Для оценки точности УЗИ в выявлении жидкостных образований были обработаны данные 161 исследования (таблицы 3.11 и 3.13). Для оценки возможности метода выявлять наличие секвестров в составе жидкостных образований была сделана выборка из 97 исследований (таблицы 3.12 и 3.13). При аналогичном анализе результативности КТ были набраны группы из 86 и 82 исследований соответственно (таблица 3.14).

Оценивая информативность ультразвуковой диагностики (чувствительность – 82,2%, специфичность – 100%, точность – 86,9%), мы пришли к выводу, что как скрининговый метод УЗИ хорошо подходит для выявления ограниченных жидкостных интраабдоминальных и забрюшинных скоплений. Точность методики при этом приближается к 90%.

С другой стороны решающим моментом для определения объёма и вида хирургического лечения является выявление секвестров в полости жидкостного образования. И в данном ракурсе диагностическая точность УЗИ, едва превышающая 50% (чувствительность – 50%, специфичность – 55,5%, точность – 53,6%), не достигает необходимого уровня. Поэтому после выявления жидкостного образования при УЗИ, для полноценного представления структуры жидкостного образования и правильного выбора хирургического подхода, вторым этапом необходимо выполнять компьютерную томографию (чувствительность – 100%, специфичность – 100%, точность – 100%).

Примечательно, что перед оперативным вмешательством уровни лейкоцитов и значения лейкоцитарного индекса интоксикации во всех группах практически одинаковы, что подтверждает наличие сопоставимости исследуемых групп (таблицы 3.20 и 3.21). Существенное превышение (в 3,3-3,5 раза) нормальных значений ЛИИ говорит о наличии выраженной эндогенной интоксикации, указывающей как на исходно тяжелое состояния пациентов в предоперационном периоде, так и на значимую вероятность неблагоприятного исхода болезни. В этой связи становятся понятными высокие цифры летальности, публикуемые по данным других исследований [9, 30, 116, 123, 125, 146, 149, 176, 203].

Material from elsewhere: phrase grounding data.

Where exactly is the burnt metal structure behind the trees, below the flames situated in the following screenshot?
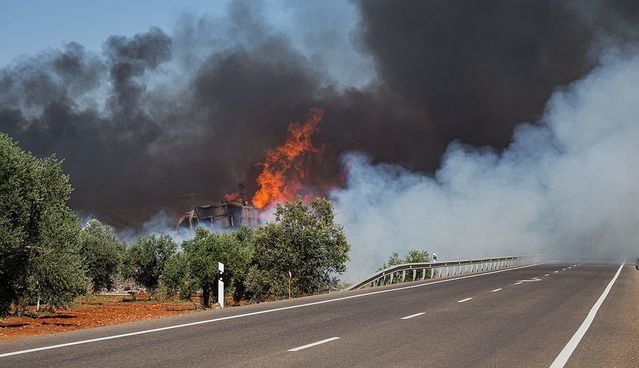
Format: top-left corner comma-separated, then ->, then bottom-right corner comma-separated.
177,201 -> 259,230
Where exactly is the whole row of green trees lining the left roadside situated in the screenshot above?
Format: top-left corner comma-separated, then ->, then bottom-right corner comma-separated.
0,133 -> 350,318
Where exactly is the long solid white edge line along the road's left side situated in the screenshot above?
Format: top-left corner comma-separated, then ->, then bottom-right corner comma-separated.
0,263 -> 542,358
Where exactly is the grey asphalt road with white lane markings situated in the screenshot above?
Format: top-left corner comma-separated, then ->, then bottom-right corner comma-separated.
0,264 -> 639,368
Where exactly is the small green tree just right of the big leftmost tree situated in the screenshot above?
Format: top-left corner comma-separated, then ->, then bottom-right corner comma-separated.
80,219 -> 126,292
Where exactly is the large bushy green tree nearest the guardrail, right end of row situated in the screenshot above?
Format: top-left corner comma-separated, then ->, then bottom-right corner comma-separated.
247,198 -> 350,299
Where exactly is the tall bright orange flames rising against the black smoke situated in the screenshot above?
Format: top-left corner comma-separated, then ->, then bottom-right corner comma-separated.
253,108 -> 324,208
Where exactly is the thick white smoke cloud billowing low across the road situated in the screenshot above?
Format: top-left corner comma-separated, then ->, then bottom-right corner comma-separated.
331,52 -> 639,281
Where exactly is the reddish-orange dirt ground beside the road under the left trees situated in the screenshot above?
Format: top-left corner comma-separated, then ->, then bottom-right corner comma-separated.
0,295 -> 198,340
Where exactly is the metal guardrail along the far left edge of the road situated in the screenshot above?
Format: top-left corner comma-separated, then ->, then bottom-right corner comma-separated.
346,256 -> 537,290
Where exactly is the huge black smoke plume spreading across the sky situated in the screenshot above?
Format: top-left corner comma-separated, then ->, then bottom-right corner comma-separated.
0,0 -> 639,227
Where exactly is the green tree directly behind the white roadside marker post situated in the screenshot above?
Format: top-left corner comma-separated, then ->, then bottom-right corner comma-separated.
182,228 -> 255,307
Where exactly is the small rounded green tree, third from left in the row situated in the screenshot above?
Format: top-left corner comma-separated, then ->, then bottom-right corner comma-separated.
124,234 -> 177,293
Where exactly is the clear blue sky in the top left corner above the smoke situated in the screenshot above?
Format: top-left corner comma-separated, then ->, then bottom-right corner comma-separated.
0,0 -> 228,66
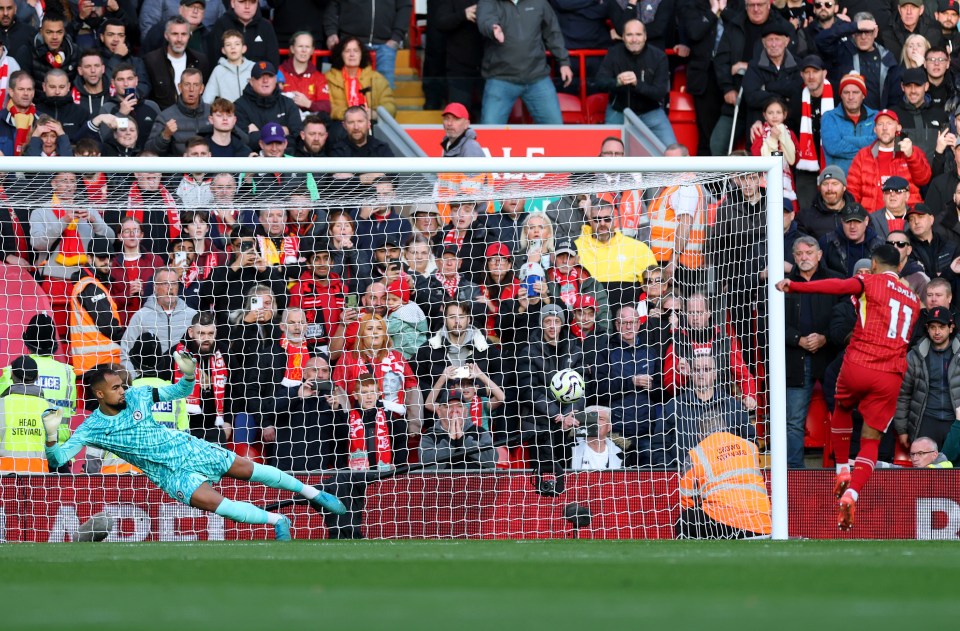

Далее в I группе к 10 суткам отмечалось снижение ЛИИ практически до нормальных значений (1,6 усл. ед.), после чего был отмечен рост значений показателя с превышением среднего значения нормы в 2,5 раза. Во II группе с 5 по 15 сутки послеоперационного периода были зарегистрированы нормальные значения ЛИИ (1,1-1,3 усл. ед.), после чего к 20 суткам так же наблюдался повторный прирост его значений (2,4 усл. ед). В то же время в III группе наблюдалась тенденция к постепенному снижению уровня ЛИИ с полной нормализацией к 15 суткам наблюдения.

При оценке лейкоцитарной динамики спад уровня лейкоцитов до нормальных значений (8,6±2,0) в I и II группах был зарегистрирован к 10 суткам наблюдения. Повторное превышение нормального уровня лейкоцитов в I группе наблюдался с 15 суток наблюдения, во II – уже с 10 суток. В III группе изменение уровня лейкоцитоза шло аналогично динамике ЛИИ.

Как проявление синдрома интоксикации перед оперативным вмешательством во всех группах была зафиксирована гипертермическая реакция, в среднем не превышающая 37,8С (таблица 3.22). Далее в соответствии с общей тенденцией изменения лабораторных показателей наблюдалось снижение температуры: в I группе – к 15 суткам наблюдения (до 36,9С) с последующей нормализацией; во II группе – к 15 суткам (до 36,9С) с последующим подъемом; в III группе нормализация температуры наблюдалась уже к 5 суткам (37,0 С) без повышения показателя в дальнейшем.